The following week, they were summoned to the final consultation for their next clients: Maya and Ben. Ben was divorced, wary of big gestures. Maya was hopeful, wanting something meaningful but small. They’d chosen a simple, beautiful ceremony at the botanical gardens.
As the four of them walked through the rose arbour where the service would be held, Ben spoke about his past, his fears, his renewed hope in love. Maya listened, her hand in his, her eyes shining. It was raw, honest, and deeply moving.
Ellie felt Leo’s presence beside her, a solid, warm constant. She glanced at him and saw her own feelings reflected in his eyes—a longing for a connection that was real, not just planned.
Then Ben turned to them. "You two… you make it all seem possible. You’ve seen it all, the chaos, the love. What’s your secret?"
Leo didn't hesitate. He took Ellie’s hand, his fingers lacing through hers in a move that felt both shocking and inevitable. He looked at Ben and Maya, then at Ellie, his voice clear and sure.
"I think the secret," he said, "is knowing when to stop planning… and when to just begin."

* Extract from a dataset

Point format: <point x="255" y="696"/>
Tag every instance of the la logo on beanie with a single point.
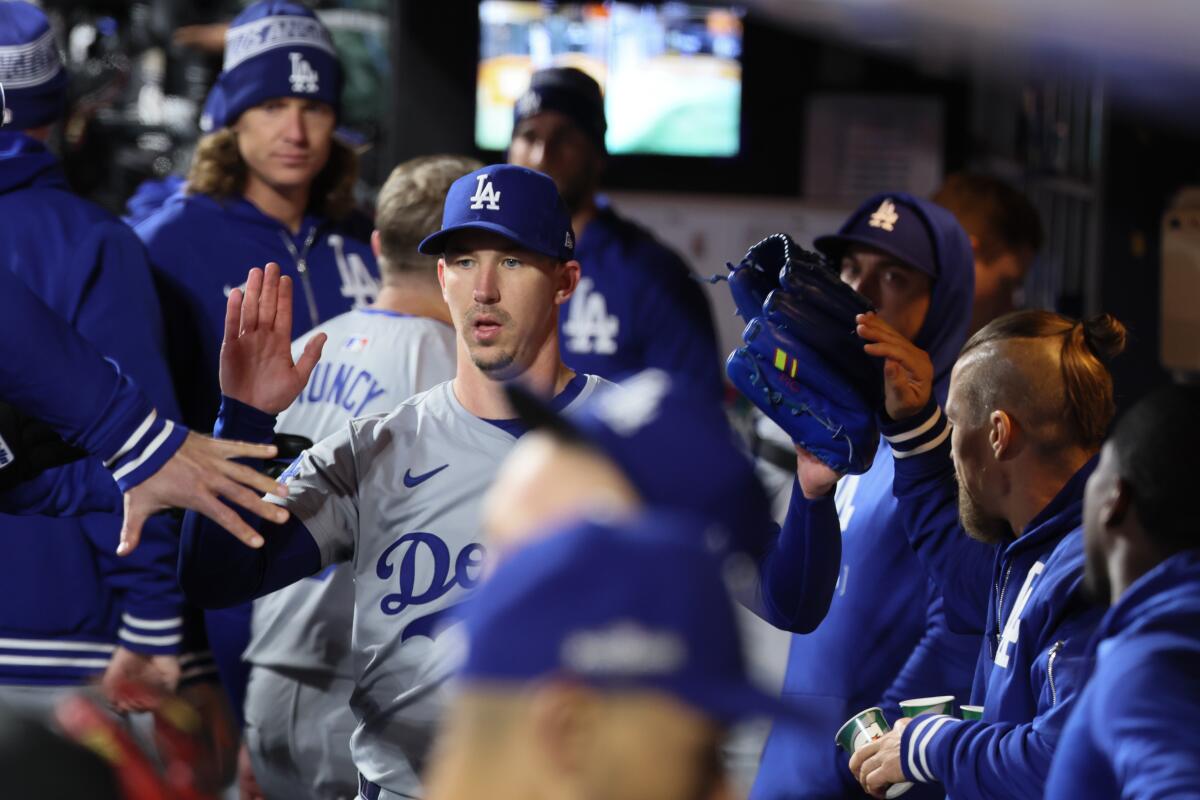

He turned fully to Ellie, his other hand reaching into his pocket. He didn't pull out a ring, but placed his palm over his heart, then over hers—a mirror of the ancient Handfasting gesture they’d witnessed. The question hung in the fragrant air, silent and profound.
Tears welled in Ellie’s eyes. She saw the shared hotel room, the laughter by the fire, the countless crises averted side-by-side. She saw their future—a beautiful, chaotic, perfect blend of clipboards and dog leashes, of meticulous plans and spontaneous heartbeats.
"Yes," she whispered, for him alone. Then, louder, for their stunned and delighted clients, she smiled. "Would you mind… terribly… if we shared your beautiful setting? It seems we have a ceremony of our own to begin."
And so, amidst the blooming roses, with Noodle and Pickle as their best men, and with Maya and Ben beaming beside them, Ellie and Leo exchanged their own vows. Simple, heartfelt, promising not a perfect, planned life, but a shared, adventurous, loving one.
It wasn't just one wedding that day in the gardens. It was two. And as the sun set, casting a golden glow on the two newlywed couples, the line between planner and participant, between work and love, blurred forever into a beautiful, happy ever after.